“I do not enjoy what I’m doing,” said Armin. “Don’t think me heartless for accepting the inevitable—no more than an oncologist is being cruel when he tells a cancer patient that he only has a month to live. That doctor isn’t a monster, he’s simply doing his job. The difference here is that I can do something no oncologist has ever been able to do; no doctor, no politician, no holy man. I can save them, Kira.”

“By killing them?”

“By harvesting the best of them—their strength, their will, their creativity. All of it encoded in their DNA.” He held up a jar of blood and tissue, then peered into her eyes. “Kira, what do you think is going to happen when the world ends?”

“We survived it once,” she said. “We can survive again.”

“We can’t.” He shook his head. “We had a plan for the world, you know. I still believe it would have worked. I designed that biology myself, and it was flawless. But it’s all gone now. It was human nature that made it impossible, human and Partial.”

“So I was right,” said Kira. She looked at Green and Marcus, then back at her father. “I solved the puzzle; I discovered the process you engineered: the secrets buried in RM and expiration and the Partial DNA. I knew there was a plan, and that the plan was for peace, because I knew you.” Her eyes darkened, and she stared at the jar in his hands in horror. “At least I thought I did.”

“That dream is gone now.”

“How can you say that?” she asked. “You were determined to care for the life you’d created; you fought for Partial rights before the Partials even existed. You knew they were destined to be a second-class species, not even accepted as people, and you devised the entire plan to ensure that Partials and humans had to see each other as equals if they wanted to survive. You tried to eliminate racism on a biological level, for all time.” She gestured to the jar of tissue, to his gloved hands red with drying blood, to the Ivies behind him standing silent in the doorways of murdered patients. “How did you go from that to this? How could you ever convince yourself that this was the only way?”

Armin’s face grew more serious, and he repeated his question in a somber tone. “Do you know what’s going to happen when the world ends? We call it the end of the world, but it’s only the end of us. The world will go on, the planet and the life that lives on it. Rivers will keep flowing, the sun and the moon will keep turning, vines will creep up across the cars and the concrete. There will come soft rain. The world will forget that we were ever here. Human thought—the glorious zenith of five billion years of evolution—will go out like a candle, gone forever. Not because it was time, not because the world moved past us, but because we, as a people, were fools. Too selfish to live in peace, and too proud to stop our wars long after they ceased to have any real meaning. Your precious human souls, your Partial brothers and sisters, all of whom you seem to think can live together in peace, are out there right now tearing this island to shreds, fighting and killing and dying not because they see a way out, not because they have a cure or a clue or a solution to any of their problems, but because that’s what they do. The only thing left of any value on this entire planet is their lives, but that’s not worth anything while the other guy still has his, so they kill each other. They are in a desperate race toward the final death. The winner will be the last one standing, and his prize is the final and most terrible solitude this world has ever known.”

Kira wanted to protest, but her eyes fell to the body of the Ivie she’d shot, barely thirty feet away, its blood spreading thickly across the floor. She thought of the people she’d killed to get here, the bodies in her wake. A collapsed apartment building in New York City. The Manhattan Bridge. Afa Demoux. Delarosa and her nuke. Kira’s own bloody hands, as red as her father’s, stabbing a dagger into the skull of a dead Partial soldier.
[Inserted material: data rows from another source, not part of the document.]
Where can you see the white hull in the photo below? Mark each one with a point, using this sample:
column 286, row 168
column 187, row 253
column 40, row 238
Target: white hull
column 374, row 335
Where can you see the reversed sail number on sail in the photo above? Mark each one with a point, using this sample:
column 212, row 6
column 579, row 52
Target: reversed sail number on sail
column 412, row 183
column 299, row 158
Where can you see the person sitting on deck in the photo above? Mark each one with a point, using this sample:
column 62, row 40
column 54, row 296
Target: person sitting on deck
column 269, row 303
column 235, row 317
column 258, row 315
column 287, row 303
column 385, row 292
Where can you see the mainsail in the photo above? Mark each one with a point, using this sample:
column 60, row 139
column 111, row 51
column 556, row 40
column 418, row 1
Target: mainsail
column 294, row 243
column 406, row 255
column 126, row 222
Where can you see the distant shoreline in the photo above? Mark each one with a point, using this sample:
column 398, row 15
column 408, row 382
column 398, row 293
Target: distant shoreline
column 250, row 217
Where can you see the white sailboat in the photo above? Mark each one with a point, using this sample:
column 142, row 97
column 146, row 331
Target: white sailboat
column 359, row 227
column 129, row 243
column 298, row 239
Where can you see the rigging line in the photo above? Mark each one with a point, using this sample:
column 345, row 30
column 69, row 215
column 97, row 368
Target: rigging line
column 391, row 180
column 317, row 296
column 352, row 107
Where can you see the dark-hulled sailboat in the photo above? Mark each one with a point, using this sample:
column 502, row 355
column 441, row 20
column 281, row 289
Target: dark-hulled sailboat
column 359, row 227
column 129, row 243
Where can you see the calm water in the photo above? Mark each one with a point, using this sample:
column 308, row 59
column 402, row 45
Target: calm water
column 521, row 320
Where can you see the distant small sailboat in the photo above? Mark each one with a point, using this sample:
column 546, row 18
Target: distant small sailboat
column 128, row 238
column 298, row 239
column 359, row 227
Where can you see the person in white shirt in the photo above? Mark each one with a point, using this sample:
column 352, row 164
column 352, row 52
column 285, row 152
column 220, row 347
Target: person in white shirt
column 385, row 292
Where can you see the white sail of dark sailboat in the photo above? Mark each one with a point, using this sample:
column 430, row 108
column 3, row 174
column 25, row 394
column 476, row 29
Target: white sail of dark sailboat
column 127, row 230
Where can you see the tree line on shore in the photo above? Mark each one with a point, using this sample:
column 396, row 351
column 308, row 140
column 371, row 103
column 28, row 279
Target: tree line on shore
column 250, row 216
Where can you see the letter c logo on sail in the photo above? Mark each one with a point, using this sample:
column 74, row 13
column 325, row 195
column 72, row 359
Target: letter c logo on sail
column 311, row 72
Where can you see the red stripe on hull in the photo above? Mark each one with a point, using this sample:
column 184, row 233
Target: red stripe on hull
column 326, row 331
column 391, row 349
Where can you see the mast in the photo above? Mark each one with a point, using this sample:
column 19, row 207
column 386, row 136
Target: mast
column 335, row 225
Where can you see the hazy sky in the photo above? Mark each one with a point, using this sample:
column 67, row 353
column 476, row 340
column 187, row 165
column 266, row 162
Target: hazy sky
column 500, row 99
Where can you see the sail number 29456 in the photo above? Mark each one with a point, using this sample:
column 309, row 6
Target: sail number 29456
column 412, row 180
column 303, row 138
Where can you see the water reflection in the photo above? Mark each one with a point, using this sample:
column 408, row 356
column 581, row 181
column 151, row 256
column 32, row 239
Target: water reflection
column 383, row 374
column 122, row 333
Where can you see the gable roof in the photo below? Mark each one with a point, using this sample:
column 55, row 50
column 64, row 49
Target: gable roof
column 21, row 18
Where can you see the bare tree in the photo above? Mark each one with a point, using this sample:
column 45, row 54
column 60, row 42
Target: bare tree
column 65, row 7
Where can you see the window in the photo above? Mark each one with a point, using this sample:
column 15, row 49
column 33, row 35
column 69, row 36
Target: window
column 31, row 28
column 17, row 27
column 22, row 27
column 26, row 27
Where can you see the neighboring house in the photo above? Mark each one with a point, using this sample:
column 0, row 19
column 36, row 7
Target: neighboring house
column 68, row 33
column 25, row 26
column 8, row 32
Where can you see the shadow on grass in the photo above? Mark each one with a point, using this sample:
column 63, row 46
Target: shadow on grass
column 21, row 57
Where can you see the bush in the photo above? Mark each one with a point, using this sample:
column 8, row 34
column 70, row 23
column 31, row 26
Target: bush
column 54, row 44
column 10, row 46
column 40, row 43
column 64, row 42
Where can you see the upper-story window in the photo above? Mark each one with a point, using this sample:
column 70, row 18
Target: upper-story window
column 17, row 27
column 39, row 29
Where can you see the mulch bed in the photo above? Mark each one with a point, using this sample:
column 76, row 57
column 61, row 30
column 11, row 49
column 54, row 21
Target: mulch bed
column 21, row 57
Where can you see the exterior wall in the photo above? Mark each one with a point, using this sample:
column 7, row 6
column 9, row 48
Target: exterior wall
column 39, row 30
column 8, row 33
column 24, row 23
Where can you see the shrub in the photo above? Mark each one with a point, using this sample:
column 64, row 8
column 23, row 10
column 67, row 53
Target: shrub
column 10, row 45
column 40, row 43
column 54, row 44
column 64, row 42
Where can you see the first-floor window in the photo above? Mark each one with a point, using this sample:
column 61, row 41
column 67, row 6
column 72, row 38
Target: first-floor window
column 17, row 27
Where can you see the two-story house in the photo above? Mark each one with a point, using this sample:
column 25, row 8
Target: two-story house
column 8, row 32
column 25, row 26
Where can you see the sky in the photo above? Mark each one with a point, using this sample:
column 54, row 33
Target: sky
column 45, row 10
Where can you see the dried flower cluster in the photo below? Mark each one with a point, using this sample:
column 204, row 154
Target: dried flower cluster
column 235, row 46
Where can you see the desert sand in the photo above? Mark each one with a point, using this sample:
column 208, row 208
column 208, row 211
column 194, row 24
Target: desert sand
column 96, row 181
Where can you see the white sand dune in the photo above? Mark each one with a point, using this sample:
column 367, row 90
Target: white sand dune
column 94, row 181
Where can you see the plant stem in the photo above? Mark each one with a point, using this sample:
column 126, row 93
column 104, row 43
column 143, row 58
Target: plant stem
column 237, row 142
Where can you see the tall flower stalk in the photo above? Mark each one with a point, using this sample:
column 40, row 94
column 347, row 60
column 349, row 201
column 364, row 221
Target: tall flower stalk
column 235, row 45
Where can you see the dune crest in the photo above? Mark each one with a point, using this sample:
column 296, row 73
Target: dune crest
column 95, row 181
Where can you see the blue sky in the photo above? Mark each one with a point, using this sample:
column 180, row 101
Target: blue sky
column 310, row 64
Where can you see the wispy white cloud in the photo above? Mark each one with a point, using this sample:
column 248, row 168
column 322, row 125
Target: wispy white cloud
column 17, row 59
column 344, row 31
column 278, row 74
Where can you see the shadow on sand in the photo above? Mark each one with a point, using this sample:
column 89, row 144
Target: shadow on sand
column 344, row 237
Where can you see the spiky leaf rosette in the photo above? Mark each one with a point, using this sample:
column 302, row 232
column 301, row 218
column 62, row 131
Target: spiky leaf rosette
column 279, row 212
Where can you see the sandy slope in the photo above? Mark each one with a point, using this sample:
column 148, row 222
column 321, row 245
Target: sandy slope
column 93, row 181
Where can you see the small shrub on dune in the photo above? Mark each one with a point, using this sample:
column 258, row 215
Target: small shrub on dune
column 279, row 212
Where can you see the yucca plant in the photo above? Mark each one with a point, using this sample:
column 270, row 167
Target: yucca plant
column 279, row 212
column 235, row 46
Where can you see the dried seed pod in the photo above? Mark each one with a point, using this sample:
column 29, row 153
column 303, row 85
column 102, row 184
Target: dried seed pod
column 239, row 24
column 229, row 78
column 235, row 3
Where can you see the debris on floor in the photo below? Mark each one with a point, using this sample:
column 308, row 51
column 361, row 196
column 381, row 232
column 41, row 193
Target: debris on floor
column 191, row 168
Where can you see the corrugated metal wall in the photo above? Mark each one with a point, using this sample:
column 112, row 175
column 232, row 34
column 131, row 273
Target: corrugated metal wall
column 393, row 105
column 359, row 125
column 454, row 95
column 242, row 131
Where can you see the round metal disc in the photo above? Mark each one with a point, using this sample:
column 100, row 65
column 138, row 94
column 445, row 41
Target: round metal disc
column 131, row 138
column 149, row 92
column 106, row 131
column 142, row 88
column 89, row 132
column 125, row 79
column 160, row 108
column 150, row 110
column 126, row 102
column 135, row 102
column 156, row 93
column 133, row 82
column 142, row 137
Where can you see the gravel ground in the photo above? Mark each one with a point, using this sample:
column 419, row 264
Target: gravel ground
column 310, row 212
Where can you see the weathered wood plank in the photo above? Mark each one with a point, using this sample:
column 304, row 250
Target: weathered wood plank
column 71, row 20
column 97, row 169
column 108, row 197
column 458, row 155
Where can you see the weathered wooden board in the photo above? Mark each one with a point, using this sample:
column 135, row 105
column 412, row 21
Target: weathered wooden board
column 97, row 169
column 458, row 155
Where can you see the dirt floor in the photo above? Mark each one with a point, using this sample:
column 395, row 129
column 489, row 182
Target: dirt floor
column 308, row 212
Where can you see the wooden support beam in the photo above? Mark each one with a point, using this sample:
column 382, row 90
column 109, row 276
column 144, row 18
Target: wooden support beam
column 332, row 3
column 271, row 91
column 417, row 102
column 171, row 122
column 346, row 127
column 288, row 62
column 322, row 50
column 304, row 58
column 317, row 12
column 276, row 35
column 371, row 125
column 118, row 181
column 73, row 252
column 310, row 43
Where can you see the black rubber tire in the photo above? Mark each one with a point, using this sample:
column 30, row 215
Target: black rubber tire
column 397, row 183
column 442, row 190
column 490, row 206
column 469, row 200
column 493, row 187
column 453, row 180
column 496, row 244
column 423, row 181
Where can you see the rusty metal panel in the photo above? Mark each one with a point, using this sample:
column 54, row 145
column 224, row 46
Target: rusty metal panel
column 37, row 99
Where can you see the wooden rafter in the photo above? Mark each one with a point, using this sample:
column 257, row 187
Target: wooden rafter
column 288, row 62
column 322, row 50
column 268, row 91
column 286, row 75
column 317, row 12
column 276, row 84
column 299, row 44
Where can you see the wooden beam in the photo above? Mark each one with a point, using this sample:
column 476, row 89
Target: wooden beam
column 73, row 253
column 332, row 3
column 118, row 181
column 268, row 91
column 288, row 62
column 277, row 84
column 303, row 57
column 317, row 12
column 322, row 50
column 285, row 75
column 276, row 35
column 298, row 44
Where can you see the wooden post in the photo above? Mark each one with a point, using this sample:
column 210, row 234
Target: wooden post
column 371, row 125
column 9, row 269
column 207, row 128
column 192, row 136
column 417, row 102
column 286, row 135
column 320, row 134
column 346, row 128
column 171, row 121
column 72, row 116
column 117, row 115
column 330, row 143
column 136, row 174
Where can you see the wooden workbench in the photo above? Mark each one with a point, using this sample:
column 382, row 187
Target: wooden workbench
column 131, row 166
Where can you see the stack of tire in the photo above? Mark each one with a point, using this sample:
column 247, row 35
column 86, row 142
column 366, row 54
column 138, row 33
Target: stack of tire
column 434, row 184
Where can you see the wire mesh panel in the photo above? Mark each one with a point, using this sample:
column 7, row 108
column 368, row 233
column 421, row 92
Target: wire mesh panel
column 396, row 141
“These people are already dead,” said Armin. “Leaving them alive is no mercy, for they’ll only be killed by someone else, and yet I can’t abandon them. I’ve played my part in their destruction, don’t think I’ve forgotten that. Don’t think I’ve forgiven myself. But Jerry has set the stage for a new beginning. And when the snows melt and the sun returns and the world erupts in young green leaves, I will make sure that someone’s there to see it. I will make sure there are eyes to behold it, and minds to understand it, and voices to carry on our story. You are breaking yourself in pieces to give a dying man a few more seconds of life. I’m going to take that man’s blood and build a child and a future and a legacy that will last for another five billion years. To cover the Earth and reach out into the stars and fill the universe with poetry and laughter and art. To write new books and sing new songs.”